Indeed Monty's clearly is a labour of love, not only because it serves dishes that have been prepared by the same families in the same way for generations, no, this restaurant is also basically built on the loyalty of its patrons. Starting off by selling different kinds of salt beef sandwiches at the foodie mecca that is Maltby Street market, these guys successfully ran a crowdfounding campaign which raised enough money to enable them to open the Jewish delicatessen and proper dining destination which London so desperately laced and heck they couldn't have done it better.
In fact the finished space easily holds its when compared to the likes of New York's Russ & Daughters- a 21st century take on those distinctive 20th century delis dotted around New York, chic yet inviting and aware of it's heritage. It's the kind of place you'd want to to take your best mates, your mum AND your grandparents, in fact anyone worthy of sharing a great and warming meal with that you won't forget in a hurry.
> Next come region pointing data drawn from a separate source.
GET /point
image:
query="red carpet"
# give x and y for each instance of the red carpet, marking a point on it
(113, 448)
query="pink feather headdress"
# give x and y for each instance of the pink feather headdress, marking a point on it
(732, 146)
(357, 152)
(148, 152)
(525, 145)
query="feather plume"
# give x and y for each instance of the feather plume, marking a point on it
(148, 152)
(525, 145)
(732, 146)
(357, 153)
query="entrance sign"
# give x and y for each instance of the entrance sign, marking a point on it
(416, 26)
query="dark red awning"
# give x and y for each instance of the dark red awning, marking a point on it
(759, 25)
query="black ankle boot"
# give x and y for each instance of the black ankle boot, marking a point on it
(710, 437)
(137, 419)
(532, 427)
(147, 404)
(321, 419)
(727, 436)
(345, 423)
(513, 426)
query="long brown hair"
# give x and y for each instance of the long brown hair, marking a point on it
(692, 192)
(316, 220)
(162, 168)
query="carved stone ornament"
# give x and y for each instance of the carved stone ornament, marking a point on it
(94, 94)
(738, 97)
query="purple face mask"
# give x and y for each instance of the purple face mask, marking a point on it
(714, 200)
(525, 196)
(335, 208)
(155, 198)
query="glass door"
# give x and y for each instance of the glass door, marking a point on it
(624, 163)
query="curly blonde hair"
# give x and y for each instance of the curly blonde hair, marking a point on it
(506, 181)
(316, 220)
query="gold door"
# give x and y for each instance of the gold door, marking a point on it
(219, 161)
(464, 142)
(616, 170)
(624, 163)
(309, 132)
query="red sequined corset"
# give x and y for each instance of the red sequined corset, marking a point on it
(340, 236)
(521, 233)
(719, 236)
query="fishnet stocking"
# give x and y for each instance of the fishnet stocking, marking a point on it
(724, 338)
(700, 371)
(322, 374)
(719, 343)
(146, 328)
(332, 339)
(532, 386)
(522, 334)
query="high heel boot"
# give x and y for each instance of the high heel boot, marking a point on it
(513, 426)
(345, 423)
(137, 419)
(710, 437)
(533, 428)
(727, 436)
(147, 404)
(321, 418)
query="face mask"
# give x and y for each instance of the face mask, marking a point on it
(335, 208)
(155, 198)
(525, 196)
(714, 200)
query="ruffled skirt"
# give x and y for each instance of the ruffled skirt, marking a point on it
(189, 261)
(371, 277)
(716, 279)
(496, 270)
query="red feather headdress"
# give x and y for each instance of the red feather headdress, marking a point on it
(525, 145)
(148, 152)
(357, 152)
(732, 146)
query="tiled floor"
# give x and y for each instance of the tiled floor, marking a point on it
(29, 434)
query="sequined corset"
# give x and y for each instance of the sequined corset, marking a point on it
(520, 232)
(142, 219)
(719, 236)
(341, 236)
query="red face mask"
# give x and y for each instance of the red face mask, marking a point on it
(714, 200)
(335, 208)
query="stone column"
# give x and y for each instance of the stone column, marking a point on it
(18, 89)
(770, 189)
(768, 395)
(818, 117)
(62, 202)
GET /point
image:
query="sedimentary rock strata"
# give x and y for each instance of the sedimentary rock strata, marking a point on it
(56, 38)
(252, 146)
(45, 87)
There is a takeaway bagel counter which I am going to be frequenting on more hungover occasions when only a cream cheese and lox bagel will do, a beautiful counter space and a long line of booths that once again reminded me of New York in the best of ways. We settled in a booth this time, ready to explore Monty's weekend brunch menu (though they serve an equally enticing dinner menu during the week that showcases Eastern European culinary roots with nods to Monty's American deli counterparts).
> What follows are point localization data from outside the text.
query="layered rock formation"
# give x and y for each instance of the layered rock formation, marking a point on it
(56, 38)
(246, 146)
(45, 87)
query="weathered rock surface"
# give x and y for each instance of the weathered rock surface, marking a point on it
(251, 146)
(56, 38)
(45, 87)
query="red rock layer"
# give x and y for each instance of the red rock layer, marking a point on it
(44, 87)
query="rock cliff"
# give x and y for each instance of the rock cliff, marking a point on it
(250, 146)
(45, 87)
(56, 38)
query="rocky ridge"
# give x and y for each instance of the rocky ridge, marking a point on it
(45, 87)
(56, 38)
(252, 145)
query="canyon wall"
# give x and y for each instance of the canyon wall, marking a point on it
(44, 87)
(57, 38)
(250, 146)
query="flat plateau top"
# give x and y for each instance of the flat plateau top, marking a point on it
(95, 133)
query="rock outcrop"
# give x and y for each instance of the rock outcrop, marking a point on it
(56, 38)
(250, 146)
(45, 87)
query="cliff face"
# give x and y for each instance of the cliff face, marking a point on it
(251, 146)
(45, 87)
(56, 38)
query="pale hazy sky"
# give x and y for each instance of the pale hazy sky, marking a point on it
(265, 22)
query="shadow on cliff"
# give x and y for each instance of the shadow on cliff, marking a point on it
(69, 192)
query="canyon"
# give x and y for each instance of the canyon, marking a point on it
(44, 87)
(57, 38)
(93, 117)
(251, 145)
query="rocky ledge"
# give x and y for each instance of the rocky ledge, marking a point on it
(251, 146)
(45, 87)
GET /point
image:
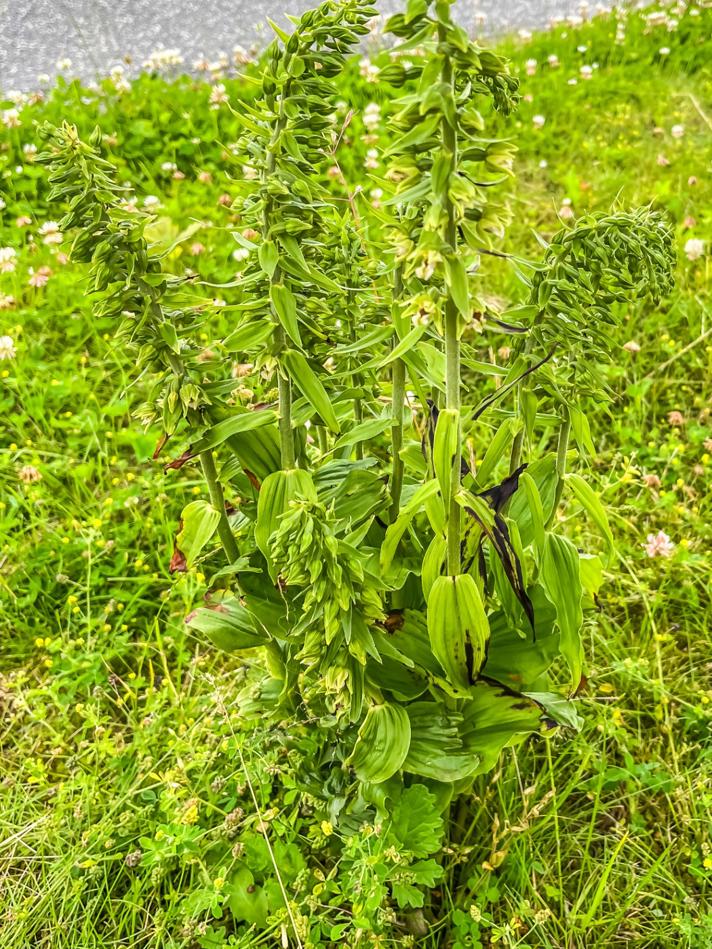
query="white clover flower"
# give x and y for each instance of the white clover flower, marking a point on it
(50, 233)
(28, 474)
(11, 118)
(426, 268)
(368, 70)
(8, 259)
(7, 347)
(218, 96)
(694, 248)
(162, 59)
(40, 277)
(240, 56)
(371, 161)
(659, 545)
(372, 115)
Of course it is the salt beef sandwiches that Monty's is already famous for amongst the London foodie scene, and rightly so as my dining companion couldn't stop gushing about how fantastic hers was, with a variation of this classic to suit all tastes on offer here, whether you like your salt beef quite simply on rye with mustard, with added Sauerkraut for heat or with a little bit of added cheese, though I am pleased to say there are also plenty of menu options for none meat eaters like me as well. Indeed my bagel, baked to chewy perfection, filled with a generous helping of smooth cream cheese and topped with the dreamiest lox (lox being a slightly less salty, more luxurious and silky alternative to smoked salmon traditionally used in Jewish delis as bagel filling) was one of the best I have ever had even when compared to what's on offer at the bagel shops tourists flock to in NYC for supposedly being the best of the best. Served with a surprisingly delicate and delicious pickled cucumber salad which came sprinkled with capers, it was simply divine. On the side we enjoyed some proper, none greasy, fries as you seldom find them in England, dipped in some Russian dressing for extra zing, and in my case washed down with some fittingly fresh orange juice. For me this was as close to a dream brunch as one can get especially when I thought I'd only be able to enjoy something of a similar standard after a 6 hour flight across the pond.
Monty's is truly one of a kind, serving heartwarming, unpretentious and delicious food that makes you happy, preserving a culinary tradition and dining experience too wonderful to loose and not share with the world. Take your loved ones asap, you won't regret it.